Declaring that the company has learned its lesson from the economic crisis, The Hartford's chief executive officer outlined a new strategy for growth while putting enterprise risk management front and center.
“We learned our lesson from the last two years,” Liam E. McGee, the company's chairman, president and CEO, declared during a recent investor meeting in New York broadcast live on the Web.
Mr. McGee laid out a corporate structure that will concentrate its sales efforts in three distinct areas and pay close attention to enterprise risk management. The ERM initiative will feature a multitiered management and committee structure charged with examining and evaluating the company's exposures.
Mr. McGee said the enterprise risk management approach will consist of:
o An independent chief risk officer reporting to the CEO.
o A risk committee of the board of directors.
o An executive risk committee chaired by the CEO.
The Connecticut-based insurer just completed repaying $3.4 billion it had borrowed from the U.S. Treasury under the Troubled Asset Relief Program, after its life insurance operations suffered severe investment losses and the need to deliver on guaranteed returns for variable annuities.
Mr. McGee said that after “a comprehensive review” of the company's operations and a capital boost of close to $3 billion, the company now “has a balance sheet that can sustain any reasonable stress scenario, including severe market and credit stresses.”
Under stress scenarios the company outlined, a worst-case depletion of capital in the 2010-2011 time frame would leave the company with $1.9 billion in capital, The Hartford said.
Mr. McGee said the company will re-focus around its strong brand and concentrate its efforts in three groups, which the company outlined as:
o Commercial Markets: Providing risk protection and benefits businesses; offering small commercial, middle-market, specialty property and casualty, and group benefits, with a growth focus on small and midsize businesses.
This segment will be led by Juan Andrade, who will serve as president of commercial markets.
o Wealth Management: This segment will provide solutions for the retirement savings, income and estate planning needs of consumers and small-business owners.
With the over-65 population expected to increase in years to come, the company said there are significant opportunities in this area for growth.
This segment will he headed by John Walters, who will serve as president of Wealth Management.
o Consumer Markets: The Hartford plans to grow its AARP auto and homeowners insurance program through independent agents and direct distribution, with an initial focus on customers 40-and-over through independent agents.
The company plans to expand its affinity market relationships, and is conducting a search for an executive to head this division.
On the affinity markets front, Mr. McGee said the company is not looking for relationships through a “Sears or Ford,” but rather ties with organizations where members have an emotional connection.
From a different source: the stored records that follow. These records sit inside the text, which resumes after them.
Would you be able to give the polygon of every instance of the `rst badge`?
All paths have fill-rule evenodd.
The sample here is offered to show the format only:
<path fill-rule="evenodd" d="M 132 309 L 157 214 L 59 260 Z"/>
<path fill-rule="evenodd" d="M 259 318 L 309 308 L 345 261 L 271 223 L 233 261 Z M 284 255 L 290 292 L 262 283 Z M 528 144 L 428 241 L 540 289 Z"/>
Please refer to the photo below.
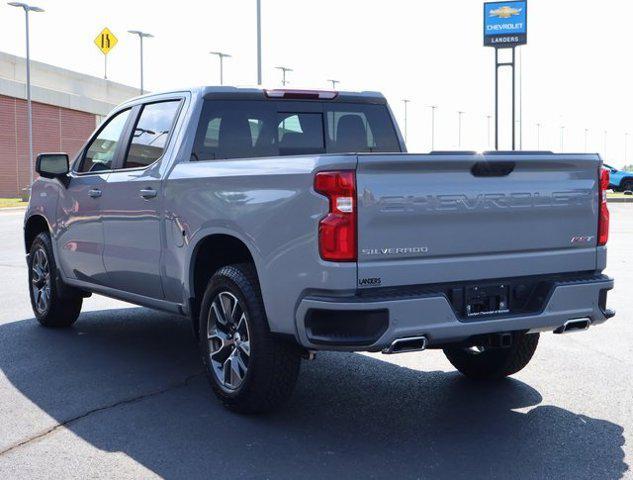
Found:
<path fill-rule="evenodd" d="M 572 245 L 590 245 L 596 241 L 593 235 L 576 235 L 571 237 Z"/>

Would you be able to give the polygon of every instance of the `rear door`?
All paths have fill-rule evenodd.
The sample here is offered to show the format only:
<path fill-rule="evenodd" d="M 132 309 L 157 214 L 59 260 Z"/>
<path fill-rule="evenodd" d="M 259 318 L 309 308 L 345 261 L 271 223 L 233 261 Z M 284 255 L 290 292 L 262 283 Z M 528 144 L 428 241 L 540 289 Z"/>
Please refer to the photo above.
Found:
<path fill-rule="evenodd" d="M 181 103 L 172 98 L 135 107 L 129 144 L 104 186 L 103 261 L 107 286 L 117 290 L 164 297 L 159 161 Z"/>
<path fill-rule="evenodd" d="M 360 285 L 596 268 L 590 155 L 359 155 Z"/>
He would not elaborate further during a question-and-answer period about what specific organizations are being discussed.
Technology improvements will also be a vital focus of the organization, according to Mr. McGee, noting that the carrier's IT structure is often not integrated and suffers from high costs to support legacy systems.
In a separate interview, Mr. McGee said the company has opportunities to update and streamline its technology, adding that “one of the motivating factors will be to make it easier to do business with us.”
The company has done a good job of patchwork with its IT systems, “but we want to be a more contemporary company around technology,” he explained.
When asked how this new alignment would affect producers, Mr. McGee said a clear message coming out of the reorganization is that “our relationship with independent agents has always been one of the most important things at The Hartford. It is more important today and tomorrow than it was yesterday.”
He said agents should be heartened by the realignment, because while they will be doing business with the same company representatives they have in the past, they will see greater coordination in accessing products to fill their client's needs.
“I think this is very much influenced by our desire to do a better job and make it easier for our agents to do business with us,” he said.
Currently, there are two distinct sales forces that agents deal with, noted Mr. McGee. The reorganization is aimed at making property and casualty and benefits products more accessible to agents. He was emphatic that agents will not see new requirements that they sell more products to their customers.
“We have to earn the right to have the agent sell our products,” said Mr. McGee. “Our goal is to make it simpler for an agent, if he or she chooses [to sell those products].”